I had surgery for scoliosis when I was 8. Despite the fact that it was corrected and the fact that I ran track, played baseball, and wrestled and was fit as a horse - I still had a pre-existing condition.
 
Ok, buddy. Basically all of your posts are targeting Democrats/Obama and yet you're the one to pull the bias card. What a piss poor cop out. Rustling, bias, team... you got any more buzzwords to camouflage your lack of a real post?

So let's go over this in a way you can follow: Chaffetz and Obama both argued about buying health insurance and talked about other expenses, namely phones. That's where the comparison ends. I know it's easier to just hear "hurr durr phones" and think they're saying the same thing, but part of not being a clueless idiot involves looking at statements in their appropriate context (which a 5 seconds clip doesn't really allow, but I won't focus on that since Obama's argument was still pretty clear) and actually identify the point each person is attempting to make.

Obama said the health insurance industry suffers from adverse selection, in that a lot of times people aren't interested in it because they don't think they'll need it. He then contextualizes (look it up in the dictionary) by saying a big part of why people behave that way is because they have other expenses and, since health insurance is expensive, it's even harder for those people to justify acquiring it. Explaininng that is mostly aimed at justifying the need for a mandate (something people like Chaffetz are trying to repeal) so that people who don't need it immediatelly pitch in and help those that do (idiots call this socialism, others call it insurance). Making healthcare affordable also helps this by eliminating some of the opportunity costs of acquiring it. What he's saying essentially is that people naturally behave in a way that doesn't create the optimal result for everyone and perhaps even themselves, and the AHCA aims to change that in various ways.

Chaffetz was saying that, if the repeal or the stillborn replacement bill made it harder to buy insurance for those that already wanted in the first place, they should just suck up and save money by not buying the latest iPhone (something that most poor people don't do anyway). He's taking stuff away from them and telling them to handle it (a classic part of the "fuck you I got mine" philosophy), not realizing the opportunity costs are not equal (nobody is complaining about not being able to afford health insurance while buying the latest iPhone), in fact they're not even close. Not buying a fucking phone won't move a lot of people from uninsured to insured the same way not buying cigarettes won't move a lot of people from homeless to home owners. The point he made was ignorant, patronizing and aimed at justifying the abomination that is the replacement bill.

Pathetic rationalization. Chaffetz was vilified for suggesting that buying an iPhone was the difference between affording insurance and not affording insurance.
Obama said the same fucking thing. He said people need to prioritize and he pointed to their cable bills and cell phone bills as examples of luxuries that could mean the difference between affording insurance and not affording insurance. I can't believe you typed all that shit just to spin something as cut and dry as the aforementioned comments. You should be embarrassed. This is exactly why the Democrats have been getting their asses handed to them the last 8 years; the blatant hypocrisy and double standards.
 
Where in the Constitution does it guarantee a right to free public education?

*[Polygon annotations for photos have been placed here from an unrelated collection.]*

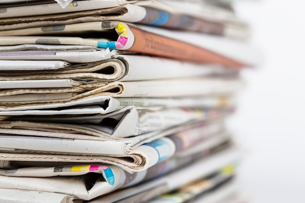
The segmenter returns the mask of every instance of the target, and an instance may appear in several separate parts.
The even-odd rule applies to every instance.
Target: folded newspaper
[[[227,151],[222,150],[212,153],[205,158],[198,159],[196,162],[201,163],[203,161],[204,162],[219,162],[214,164],[213,167],[215,165],[218,166],[219,165],[226,164],[224,162],[228,164],[232,163],[233,161],[232,158],[235,159],[233,157],[235,155],[229,152],[229,150],[227,149]],[[219,157],[220,155],[223,154],[225,151],[229,152],[226,156],[227,159],[219,160],[220,159]],[[160,173],[160,171],[162,171],[162,168],[168,171],[166,173],[170,172],[170,170],[168,170],[168,167],[167,168],[166,166],[166,161],[165,162],[160,162],[159,166],[155,165],[157,167],[154,170],[149,171],[145,170],[133,174],[115,166],[111,165],[78,165],[1,169],[0,185],[2,188],[10,189],[55,193],[60,191],[61,193],[71,195],[75,198],[89,200],[119,188],[130,187],[153,177],[154,178],[153,180],[154,180],[156,177],[160,176],[163,173],[163,176],[159,178],[162,179],[164,176],[164,172]],[[175,162],[172,160],[171,162],[174,163]],[[178,164],[170,169],[172,170],[175,168],[177,170],[182,166],[181,164],[180,166]],[[189,162],[188,165],[185,165],[184,167],[181,169],[185,170],[188,168],[191,168],[191,162]],[[156,169],[161,170],[156,170]],[[178,172],[179,170],[177,170],[177,172]]]
[[[214,7],[213,9],[216,11],[214,13],[209,13],[208,9],[206,8],[203,12],[197,12],[201,15],[195,17],[194,12],[198,10],[198,6],[195,9],[191,8],[192,12],[188,12],[185,7],[182,9],[177,6],[178,3],[168,5],[167,3],[169,1],[74,1],[64,10],[60,9],[56,3],[50,3],[52,1],[47,3],[38,1],[36,4],[33,2],[12,4],[11,7],[9,4],[5,12],[0,15],[0,18],[3,18],[0,19],[0,24],[3,25],[0,28],[16,29],[93,21],[114,20],[202,32],[241,39],[247,38],[248,36],[247,24],[235,17],[230,11],[224,12],[224,9],[221,10],[219,7]],[[205,5],[205,7],[208,6]],[[221,14],[225,13],[227,18],[217,18],[215,15],[217,11]],[[221,15],[218,17],[219,16]]]
[[[169,33],[160,28],[120,21],[92,21],[3,31],[0,31],[0,46],[89,45],[235,69],[255,65],[258,58],[260,60],[257,50],[244,42],[197,33]],[[216,44],[209,42],[215,39]],[[232,49],[241,52],[231,52]]]
[[[97,60],[92,59],[89,62],[85,62],[79,55],[84,55],[85,59],[88,60],[89,57],[86,55],[94,57],[96,54],[100,55],[100,52],[101,51],[76,52],[78,55],[75,61],[72,61],[71,58],[74,57],[75,53],[71,52],[55,53],[28,50],[26,52],[2,53],[0,55],[0,81],[70,79],[98,82],[236,74],[232,71],[215,65],[146,55],[112,56],[109,52],[105,60],[97,58]],[[55,59],[55,56],[58,53],[64,54],[67,57]]]

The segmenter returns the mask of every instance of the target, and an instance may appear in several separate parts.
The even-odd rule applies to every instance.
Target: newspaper
[[[183,203],[194,200],[201,196],[206,197],[209,194],[214,192],[218,193],[219,189],[231,183],[233,173],[231,173],[231,171],[227,173],[224,172],[224,170],[226,171],[228,170],[226,168],[231,167],[230,166],[226,166],[220,171],[215,172],[208,178],[183,185],[174,191],[153,198],[147,202],[147,203]]]
[[[94,10],[97,8],[109,8],[124,5],[128,1],[126,0],[90,0],[75,1],[72,2],[70,5],[66,7],[64,10],[61,6],[53,1],[51,3],[31,4],[30,5],[23,6],[8,7],[5,12],[1,12],[0,18],[20,17],[22,16],[37,16],[39,15],[50,14],[52,13],[60,13],[72,12],[87,10]],[[26,4],[25,4],[26,5]]]
[[[2,99],[3,101],[3,99]],[[118,110],[127,106],[229,109],[235,104],[233,98],[229,94],[176,98],[145,97],[114,98],[109,96],[97,96],[67,102],[57,102],[54,100],[51,102],[50,100],[46,100],[44,102],[39,102],[36,100],[29,102],[29,99],[27,98],[26,100],[28,100],[27,102],[21,102],[18,105],[2,103],[2,106],[0,106],[1,107],[0,115],[81,114],[84,112],[80,110],[83,108],[87,109],[87,111],[89,111],[90,109],[94,108],[95,111],[96,111],[95,112],[104,114]],[[82,108],[80,109],[79,107]],[[60,109],[58,109],[59,108]]]
[[[104,154],[97,156],[95,154],[86,154],[83,155],[72,155],[71,153],[55,153],[55,152],[47,151],[37,151],[33,150],[6,150],[7,153],[1,153],[0,160],[3,161],[14,161],[19,163],[22,162],[37,162],[36,164],[32,163],[34,166],[41,166],[46,162],[51,164],[51,163],[98,163],[105,164],[111,164],[119,166],[124,170],[130,173],[137,171],[145,171],[147,168],[152,166],[152,171],[157,169],[157,171],[163,172],[172,169],[173,167],[179,167],[180,166],[185,166],[188,163],[191,163],[198,158],[203,158],[207,155],[210,155],[214,151],[226,148],[230,145],[229,140],[227,135],[225,134],[215,134],[210,137],[206,138],[207,140],[199,140],[198,144],[191,146],[200,146],[201,148],[196,148],[196,150],[191,148],[180,150],[179,145],[170,138],[161,138],[151,142],[149,143],[140,145],[135,148],[131,151],[121,155]],[[114,147],[115,146],[114,146]],[[216,148],[213,149],[213,148]],[[1,151],[5,151],[5,148],[1,148]],[[54,151],[54,150],[53,150]],[[112,151],[114,151],[113,150]],[[175,156],[179,152],[178,156]],[[12,153],[14,152],[14,153]],[[20,153],[26,152],[26,154]],[[109,152],[108,153],[110,153]],[[185,153],[183,153],[185,152]],[[153,166],[156,164],[167,160],[171,157],[173,158],[166,165],[166,168],[164,168],[161,165],[163,169],[160,170],[159,166]],[[3,167],[6,168],[14,166],[11,162],[3,162],[1,163]],[[24,164],[24,163],[21,165]],[[58,164],[58,163],[57,163]],[[33,166],[33,165],[32,165]],[[155,173],[150,172],[150,175]]]
[[[27,129],[35,131],[32,133],[28,131],[29,135],[52,137],[58,133],[55,137],[77,139],[82,134],[95,136],[96,139],[107,139],[127,137],[153,131],[159,133],[162,130],[191,122],[221,119],[227,114],[227,111],[222,110],[137,109],[130,106],[106,114],[88,111],[83,115],[8,117],[7,121],[0,122],[0,130],[2,133],[16,134],[17,131],[22,133],[20,130]],[[63,135],[60,132],[63,133]],[[77,136],[74,136],[75,133]],[[92,139],[94,139],[94,137]]]
[[[217,155],[211,155],[207,161]],[[95,165],[0,169],[0,186],[2,188],[60,191],[86,200],[136,185],[147,179],[147,175],[151,178],[152,176],[147,170],[131,174],[114,166]]]
[[[0,53],[0,60],[63,60],[70,63],[90,63],[110,58],[115,53],[115,51],[110,51],[109,49],[95,52],[5,52]]]
[[[100,51],[96,47],[83,45],[52,45],[47,44],[20,44],[15,46],[0,46],[0,52],[15,52],[20,51],[48,51],[81,52]]]
[[[85,5],[86,2],[87,3]],[[217,8],[218,9],[214,9],[215,12],[213,14],[209,14],[207,11],[209,9],[206,9],[203,11],[203,15],[202,12],[197,12],[200,15],[195,16],[193,14],[195,10],[193,8],[192,8],[192,12],[186,12],[185,9],[182,9],[175,6],[175,5],[169,6],[166,3],[142,0],[137,1],[134,4],[129,3],[103,8],[99,6],[98,1],[96,0],[93,2],[82,0],[74,1],[70,4],[69,8],[65,8],[63,11],[54,9],[53,7],[57,6],[56,5],[49,3],[48,5],[32,5],[23,7],[23,9],[30,9],[34,12],[31,15],[20,12],[9,14],[9,12],[13,12],[13,10],[18,9],[18,7],[15,7],[8,8],[6,13],[2,15],[2,18],[5,15],[5,18],[2,22],[0,19],[0,23],[7,25],[13,22],[16,22],[2,26],[4,27],[2,29],[16,29],[92,21],[118,20],[164,27],[168,29],[202,32],[238,39],[245,39],[248,35],[247,25],[237,18],[231,12],[227,11],[227,14],[231,13],[223,16],[222,18],[219,18],[220,15],[215,18],[215,14],[219,11]],[[94,9],[88,8],[95,3],[95,5]],[[75,8],[74,6],[76,5],[77,5],[77,8]],[[103,5],[103,7],[105,5]],[[197,4],[196,8],[202,7],[204,9],[206,6],[198,6]],[[34,8],[35,10],[33,7],[36,7]],[[40,7],[39,10],[36,9],[38,7]],[[77,9],[80,10],[77,11]],[[72,10],[74,10],[71,12]],[[205,15],[205,14],[207,15]],[[166,18],[162,17],[164,16],[166,16]],[[16,17],[19,18],[19,21],[17,20]]]
[[[1,203],[81,203],[69,195],[54,192],[0,188]]]
[[[139,25],[136,27],[130,23],[114,21],[24,28],[0,31],[0,33],[2,33],[0,34],[2,36],[0,37],[0,45],[23,44],[90,45],[193,62],[221,64],[235,69],[255,65],[258,62],[257,59],[261,61],[261,56],[257,50],[245,43],[216,37],[214,37],[214,40],[210,39],[213,39],[213,37],[201,33],[182,31],[172,33],[161,28],[151,28]],[[43,31],[45,30],[45,32]],[[96,36],[90,35],[85,36],[85,37],[80,37],[82,34],[88,31],[98,32],[100,38],[96,38]],[[110,34],[112,37],[109,37],[110,31],[112,31]],[[62,36],[54,36],[58,34]],[[73,37],[76,34],[77,37]],[[39,35],[42,36],[36,36]],[[70,36],[63,37],[63,35]],[[17,37],[20,35],[24,36]],[[116,38],[117,40],[113,41],[114,38]],[[209,42],[209,40],[213,40],[213,43]],[[231,52],[232,49],[243,52]]]
[[[228,149],[209,158],[194,162],[169,174],[101,196],[90,203],[145,202],[210,175],[226,165],[231,164],[236,161],[238,156],[237,151]]]
[[[68,55],[70,53],[65,54]],[[40,60],[39,58],[38,61],[33,60],[35,57],[32,58],[30,55],[32,53],[28,52],[25,53],[26,57],[28,56],[31,60],[19,60],[25,59],[23,58],[24,53],[14,52],[9,54],[11,55],[0,54],[0,59],[8,59],[0,60],[0,63],[3,64],[0,68],[0,80],[71,79],[128,81],[199,75],[228,76],[236,74],[233,71],[215,65],[145,55],[117,55],[112,58],[98,61],[71,63],[68,61]],[[47,52],[47,55],[49,54],[52,53]],[[11,56],[18,60],[9,60],[12,59]],[[37,56],[40,57],[40,55]],[[9,71],[11,70],[16,71],[12,73]]]
[[[15,89],[5,89],[0,91],[0,96],[4,101],[0,106],[19,105],[26,101],[34,101],[35,98],[39,102],[68,102],[80,99],[84,99],[101,95],[114,97],[169,97],[203,96],[232,93],[243,87],[244,83],[241,79],[236,78],[223,78],[217,77],[193,77],[182,78],[143,80],[138,81],[114,81],[106,82],[96,81],[77,80],[79,85],[72,87],[46,88],[49,83],[57,84],[58,80],[37,80],[37,88],[22,89],[20,86]],[[73,80],[75,81],[75,80]],[[16,80],[1,81],[7,86],[14,87]],[[22,81],[23,82],[23,81]],[[20,81],[19,82],[21,82]],[[31,84],[31,83],[29,83]],[[32,87],[32,86],[29,86]],[[58,93],[74,93],[70,97],[58,98]],[[49,97],[54,94],[53,99],[45,100],[45,94]],[[15,95],[14,100],[10,101],[5,96]],[[18,98],[19,95],[19,99]],[[33,97],[34,96],[34,98]],[[36,103],[38,103],[36,102]]]

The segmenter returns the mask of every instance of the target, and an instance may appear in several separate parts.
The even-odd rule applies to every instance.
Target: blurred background
[[[237,0],[251,25],[260,67],[243,72],[248,85],[230,120],[245,149],[241,186],[250,203],[305,202],[305,1]]]

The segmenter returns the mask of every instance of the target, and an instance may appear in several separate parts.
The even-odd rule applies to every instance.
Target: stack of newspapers
[[[0,0],[0,202],[235,203],[248,25],[211,0]]]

It is not a federal constitutional guarantee. Jurisdiction over education rests with the states, which have enshrined it in their respective state constitutions. Notwithstanding same, various court decisions have founded the right.

A thesis on same: http://www.law.msu.edu/king/2007/Urchick.pdf
 
It is not a federal constitutional guarantee. Jurisdiction over education rests with the states, which have enshrined it in their respective state constitutions. Notwithstanding same, various court decisions have founded the right.

A thesis on same: http://www.law.msu.edu/king/2007/Urchick.pdf

I think it unquestionably should be, and Rodriguez may turn out differently if ruled upon today. However, I think Rodriguez is still good law and, as such, there is no positive right to an education protected by the Constitution.